No cause of death was announced. Jones entered hospice care last month as his health sharply declined after he suffered complications from a broken hip he sustained in a fall, and he had been on leave since then.

When he was re-elected to a 13th term in November, Jones was the only House Republican nationwide to run unopposed.

Rep. Mark Meadows, R-N.C., chairman of the conservative House Freedom Caucus, announced Jones' death on Twitter on Sunday afternoon.

Jones wasn't a member of the Freedom Caucus, but he supported many of its positions in his 24 years serving the 3rd District of North Carolina.
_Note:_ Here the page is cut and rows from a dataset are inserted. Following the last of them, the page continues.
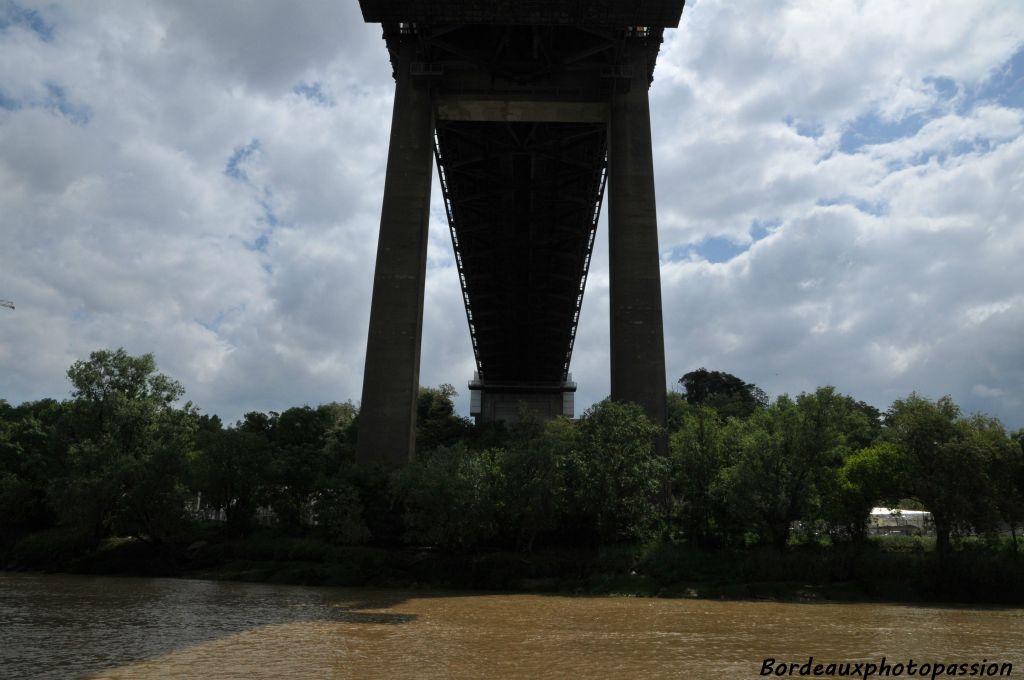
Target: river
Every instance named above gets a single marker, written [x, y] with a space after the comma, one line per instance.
[102, 627]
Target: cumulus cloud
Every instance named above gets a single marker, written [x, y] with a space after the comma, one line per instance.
[840, 189]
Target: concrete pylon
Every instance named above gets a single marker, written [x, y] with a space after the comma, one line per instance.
[391, 378]
[635, 282]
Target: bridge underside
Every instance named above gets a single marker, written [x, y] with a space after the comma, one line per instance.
[522, 200]
[534, 104]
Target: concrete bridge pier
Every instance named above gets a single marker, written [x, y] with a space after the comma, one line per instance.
[391, 378]
[635, 281]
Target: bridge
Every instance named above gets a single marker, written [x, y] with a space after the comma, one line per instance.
[531, 110]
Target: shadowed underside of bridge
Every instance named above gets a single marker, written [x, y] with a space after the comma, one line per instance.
[526, 108]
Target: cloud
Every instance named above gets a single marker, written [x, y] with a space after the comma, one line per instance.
[840, 189]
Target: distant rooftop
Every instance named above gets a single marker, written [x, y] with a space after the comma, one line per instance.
[651, 13]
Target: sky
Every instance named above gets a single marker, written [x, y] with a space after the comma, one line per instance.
[840, 193]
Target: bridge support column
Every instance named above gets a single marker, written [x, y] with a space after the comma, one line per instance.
[391, 378]
[635, 282]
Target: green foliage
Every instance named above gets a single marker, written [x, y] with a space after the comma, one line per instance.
[530, 477]
[697, 458]
[436, 422]
[615, 483]
[127, 459]
[724, 392]
[338, 509]
[450, 497]
[945, 461]
[783, 461]
[867, 477]
[227, 470]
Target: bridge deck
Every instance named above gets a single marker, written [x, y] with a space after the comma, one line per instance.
[522, 202]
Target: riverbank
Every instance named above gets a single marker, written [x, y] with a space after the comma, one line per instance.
[884, 569]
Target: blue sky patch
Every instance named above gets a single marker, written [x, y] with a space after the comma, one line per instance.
[878, 209]
[871, 129]
[8, 103]
[12, 13]
[805, 128]
[720, 249]
[241, 155]
[1006, 87]
[56, 100]
[314, 93]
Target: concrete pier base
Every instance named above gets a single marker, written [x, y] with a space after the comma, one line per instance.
[391, 378]
[494, 402]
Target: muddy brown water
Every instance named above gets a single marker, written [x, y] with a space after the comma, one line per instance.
[74, 627]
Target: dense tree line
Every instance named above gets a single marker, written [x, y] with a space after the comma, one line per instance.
[123, 457]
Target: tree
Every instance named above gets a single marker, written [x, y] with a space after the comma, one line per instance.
[130, 444]
[696, 461]
[227, 470]
[944, 460]
[1009, 475]
[729, 395]
[784, 458]
[614, 478]
[869, 476]
[450, 497]
[436, 422]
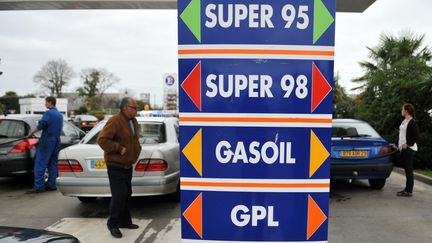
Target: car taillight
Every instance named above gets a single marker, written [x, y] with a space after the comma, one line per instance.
[24, 146]
[64, 165]
[151, 165]
[386, 150]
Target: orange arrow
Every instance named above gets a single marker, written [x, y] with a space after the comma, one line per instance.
[316, 217]
[320, 87]
[318, 154]
[192, 85]
[193, 214]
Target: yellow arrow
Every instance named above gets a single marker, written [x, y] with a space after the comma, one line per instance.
[193, 151]
[318, 154]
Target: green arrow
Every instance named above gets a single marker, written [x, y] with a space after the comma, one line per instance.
[322, 19]
[191, 16]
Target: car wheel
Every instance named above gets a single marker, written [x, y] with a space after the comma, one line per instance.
[377, 184]
[87, 199]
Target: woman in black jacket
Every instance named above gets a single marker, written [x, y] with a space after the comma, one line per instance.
[408, 134]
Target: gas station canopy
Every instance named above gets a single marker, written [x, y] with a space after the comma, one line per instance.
[356, 6]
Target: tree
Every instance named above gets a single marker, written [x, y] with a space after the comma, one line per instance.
[10, 101]
[343, 105]
[398, 72]
[96, 82]
[54, 75]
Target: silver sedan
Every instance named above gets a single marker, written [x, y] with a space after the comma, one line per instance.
[83, 173]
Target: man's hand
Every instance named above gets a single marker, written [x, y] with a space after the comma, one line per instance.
[122, 150]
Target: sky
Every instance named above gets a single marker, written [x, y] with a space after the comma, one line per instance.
[139, 46]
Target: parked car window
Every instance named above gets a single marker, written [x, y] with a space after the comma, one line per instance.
[353, 130]
[87, 118]
[12, 129]
[93, 140]
[150, 133]
[69, 131]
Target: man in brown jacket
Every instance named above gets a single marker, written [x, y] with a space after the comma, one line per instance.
[119, 140]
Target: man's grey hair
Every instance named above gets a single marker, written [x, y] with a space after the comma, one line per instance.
[124, 102]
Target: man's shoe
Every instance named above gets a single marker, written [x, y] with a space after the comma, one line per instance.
[400, 193]
[405, 194]
[115, 232]
[130, 226]
[35, 191]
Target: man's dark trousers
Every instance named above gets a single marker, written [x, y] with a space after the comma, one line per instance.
[121, 191]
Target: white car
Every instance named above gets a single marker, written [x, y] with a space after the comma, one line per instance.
[82, 169]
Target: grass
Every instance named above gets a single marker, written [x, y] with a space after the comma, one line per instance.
[425, 172]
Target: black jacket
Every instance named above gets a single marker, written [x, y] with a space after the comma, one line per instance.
[412, 133]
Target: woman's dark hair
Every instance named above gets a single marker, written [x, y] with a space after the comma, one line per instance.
[410, 109]
[51, 99]
[124, 102]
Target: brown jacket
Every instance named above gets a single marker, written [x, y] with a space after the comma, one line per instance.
[116, 133]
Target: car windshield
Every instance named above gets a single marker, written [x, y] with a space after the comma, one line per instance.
[88, 118]
[12, 129]
[150, 133]
[353, 130]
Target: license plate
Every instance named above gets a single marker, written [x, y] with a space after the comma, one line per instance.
[354, 153]
[98, 164]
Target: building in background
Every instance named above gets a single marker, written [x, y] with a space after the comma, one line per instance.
[170, 84]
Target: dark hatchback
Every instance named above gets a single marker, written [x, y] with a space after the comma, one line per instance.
[16, 234]
[359, 152]
[17, 152]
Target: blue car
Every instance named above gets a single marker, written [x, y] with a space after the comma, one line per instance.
[359, 152]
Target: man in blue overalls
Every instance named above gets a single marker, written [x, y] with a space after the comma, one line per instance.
[48, 147]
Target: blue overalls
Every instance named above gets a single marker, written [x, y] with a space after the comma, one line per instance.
[48, 148]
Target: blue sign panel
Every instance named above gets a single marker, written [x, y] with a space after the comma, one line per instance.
[295, 22]
[260, 153]
[255, 102]
[268, 217]
[256, 86]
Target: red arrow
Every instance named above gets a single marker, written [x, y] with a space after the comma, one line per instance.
[316, 217]
[192, 85]
[320, 87]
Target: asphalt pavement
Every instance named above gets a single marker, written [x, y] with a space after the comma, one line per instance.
[357, 214]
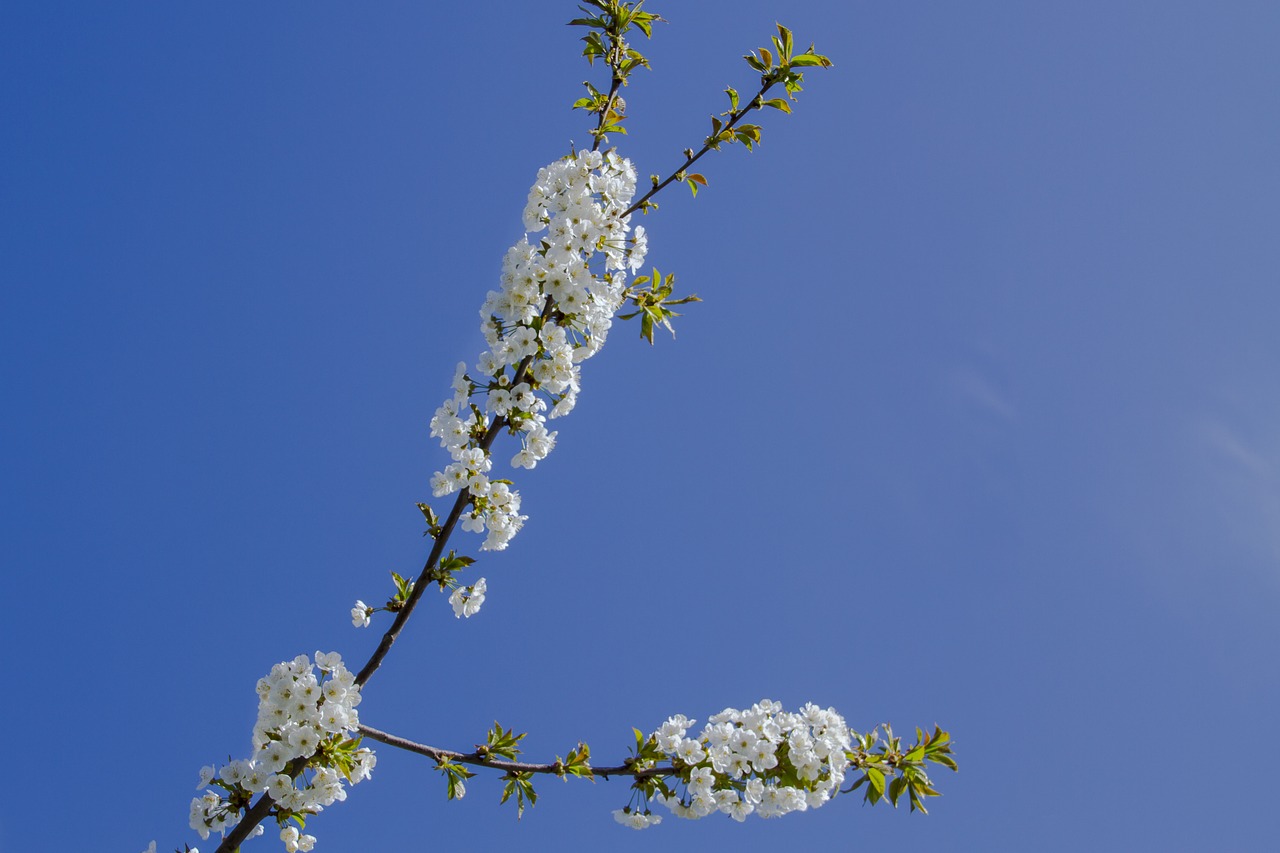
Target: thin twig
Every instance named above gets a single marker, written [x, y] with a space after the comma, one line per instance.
[501, 763]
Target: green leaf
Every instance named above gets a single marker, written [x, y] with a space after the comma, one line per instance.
[807, 60]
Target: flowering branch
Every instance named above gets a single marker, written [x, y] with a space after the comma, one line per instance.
[560, 295]
[484, 758]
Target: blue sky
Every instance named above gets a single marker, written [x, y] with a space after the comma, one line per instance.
[977, 424]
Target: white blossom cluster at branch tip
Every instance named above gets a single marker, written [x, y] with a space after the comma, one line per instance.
[553, 311]
[360, 614]
[300, 715]
[466, 600]
[763, 761]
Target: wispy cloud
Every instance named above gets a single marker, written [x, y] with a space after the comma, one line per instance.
[979, 392]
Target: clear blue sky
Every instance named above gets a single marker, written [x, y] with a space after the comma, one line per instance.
[977, 424]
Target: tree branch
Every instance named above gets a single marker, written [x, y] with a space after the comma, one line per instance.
[499, 763]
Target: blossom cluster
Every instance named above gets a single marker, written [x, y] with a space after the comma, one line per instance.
[763, 761]
[553, 310]
[300, 715]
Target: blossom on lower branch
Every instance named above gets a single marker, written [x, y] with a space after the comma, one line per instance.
[304, 716]
[763, 761]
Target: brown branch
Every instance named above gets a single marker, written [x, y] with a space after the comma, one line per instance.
[480, 760]
[732, 119]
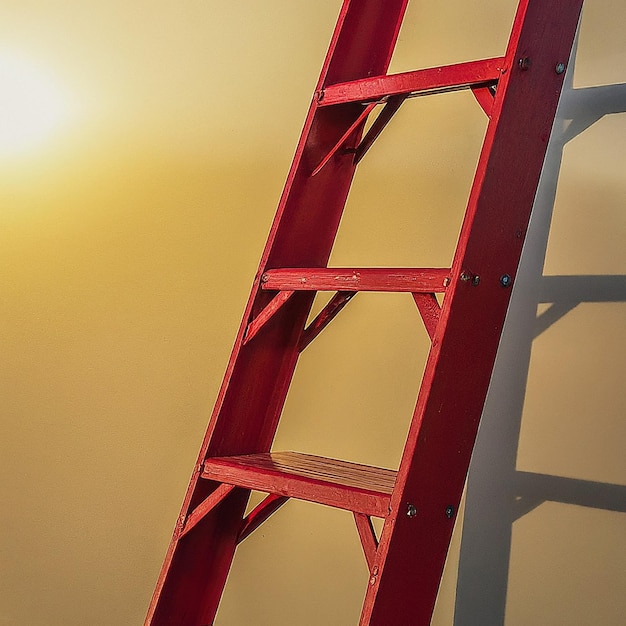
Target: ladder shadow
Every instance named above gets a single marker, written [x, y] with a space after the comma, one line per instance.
[497, 493]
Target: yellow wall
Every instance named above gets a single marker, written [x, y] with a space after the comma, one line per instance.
[128, 242]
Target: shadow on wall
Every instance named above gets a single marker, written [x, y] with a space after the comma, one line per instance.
[498, 493]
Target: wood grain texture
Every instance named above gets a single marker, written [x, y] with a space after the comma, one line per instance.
[342, 484]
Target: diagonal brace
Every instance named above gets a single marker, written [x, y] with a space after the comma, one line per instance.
[260, 513]
[368, 537]
[324, 317]
[266, 314]
[430, 311]
[392, 105]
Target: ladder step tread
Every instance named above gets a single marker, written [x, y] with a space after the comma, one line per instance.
[341, 484]
[430, 80]
[424, 280]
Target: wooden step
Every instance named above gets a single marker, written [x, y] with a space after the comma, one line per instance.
[418, 82]
[341, 484]
[422, 280]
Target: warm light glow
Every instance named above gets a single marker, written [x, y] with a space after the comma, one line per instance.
[32, 106]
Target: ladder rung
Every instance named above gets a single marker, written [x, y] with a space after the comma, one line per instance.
[417, 82]
[341, 484]
[423, 280]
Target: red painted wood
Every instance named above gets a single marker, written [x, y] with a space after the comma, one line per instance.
[206, 506]
[367, 536]
[432, 473]
[430, 311]
[265, 315]
[258, 374]
[342, 141]
[392, 105]
[324, 317]
[431, 80]
[484, 96]
[341, 484]
[262, 512]
[407, 565]
[371, 279]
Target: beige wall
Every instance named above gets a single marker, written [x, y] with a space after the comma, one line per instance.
[128, 243]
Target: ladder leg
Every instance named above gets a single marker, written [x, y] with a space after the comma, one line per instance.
[257, 378]
[413, 548]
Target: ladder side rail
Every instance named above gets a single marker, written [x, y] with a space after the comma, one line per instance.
[413, 548]
[258, 374]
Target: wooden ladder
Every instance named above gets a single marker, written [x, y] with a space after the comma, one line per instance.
[418, 502]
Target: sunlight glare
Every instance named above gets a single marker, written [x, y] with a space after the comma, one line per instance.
[32, 106]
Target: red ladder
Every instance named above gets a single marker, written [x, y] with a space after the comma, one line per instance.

He was a deeply Christian orthodox conservative of the pre-Donald Trump era, strongly supporting the military and just as strongly opposing taxes, same-sex marriage and abortion.

Jones ignored his party's leaders in 2012 when he voted against extending tax increases enacted during the administration of Republican President George W. Bush (a vote that cost him his seat on the Financial Services Committee), and he was the only House Republican to vote against the Republican tax bill in 2017 — he said the measure would add too much to the national deficit.

He sponsored or co-sponsored six measures in the House to restrict funding for and access to abortions, and he once called same-sex marriage "an assault on the Judeo-Christian values upon which this country was founded."

Jones was also a fierce protector of the numerous military installations in his district, which is home to Camp Lejeune, Marine Corps Air Station Cherry Point, Seymour Johnson Air Force Base and New River Marine Corps Air Station.

Rep. Walter Jones, R-N.C.,. who died Sunday, outside the U.S. Capitol in March 2017.
Rep. Walter Jones, R-N.C.,. who died Sunday, outside the U.S. Capitol in March 2017.Win McNamee

But it was his stark reversal of his support for Bush's war in Iraq that Jones was most famous for, a turnabout that marked the beginning of a period increasingly outside the House Republican mainstream.

Jones initially supported the war in 2002 — even going so far as to have spearheaded the effort to persuade the House cafeterias to rename french fries as "Freedom Fries" to protest France's opposition to the U.S.-led war.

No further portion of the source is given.